Investigating the biology of plant infection by the rice blast fungus Magnaporthe oryzae

Rice blast disease is the most significant constraint on worldwide rice production and each year destroys enough rice to feed 60 million people. Controlling rice blast disease is therefore of paramount importance to ensure global food security. This project has provided new fundamental information regarding the way in which the fungus that causes rice blast disease, is able to enter rice cells, grow rapidly within living rice tissue, and cause devastating disease symptoms. The rice blast fungus produces a specialised, pressure-generating cell, called an appressorium, which punctures the rice leaf to enable the fungus to infect plants. We have identified the major regulatory processes required for the appressorium to function, demonstrating the role of a class of proteins called septins in plant infection for the first time. We have characterised a hierarchical network of genetic regulatory proteins that enable the appressorium to form correctly and infect rice leaves.
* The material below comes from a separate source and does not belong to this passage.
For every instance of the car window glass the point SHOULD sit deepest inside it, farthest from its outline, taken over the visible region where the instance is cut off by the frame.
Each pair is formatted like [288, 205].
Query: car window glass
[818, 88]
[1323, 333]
We have also discovered a new secretion system by which the fungus is able to deliver proteins directly into rice cells, once it has entered the leaf, where they act to suppress plant immunity. The project has also mapped the route by which the fungus is able to rapidly colonise rice tissue, using advanced live cell imaging techniques, coupled with an analysis of the global patterns of gene expression of both the fungus and its host, during establishment of the disease. We have discovered how cell-to-cell movement by the rice blast fungus is regulated, allowing the fungus to invade living rice tissue. The project has also led to the discovery and characterisation of a large set of effector proteins that the rice blast fungus uses to suppress plant immunity and enhance its own growth in rice tissue. When considered together, the discoveries in GENBLAST have led to a step-change in understanding of this devastating rice disease and provided new information that can be used to devise new, durable control strategies that will, in the long-term, help prevent the significant losses caused by rice blast to the global rice harvest.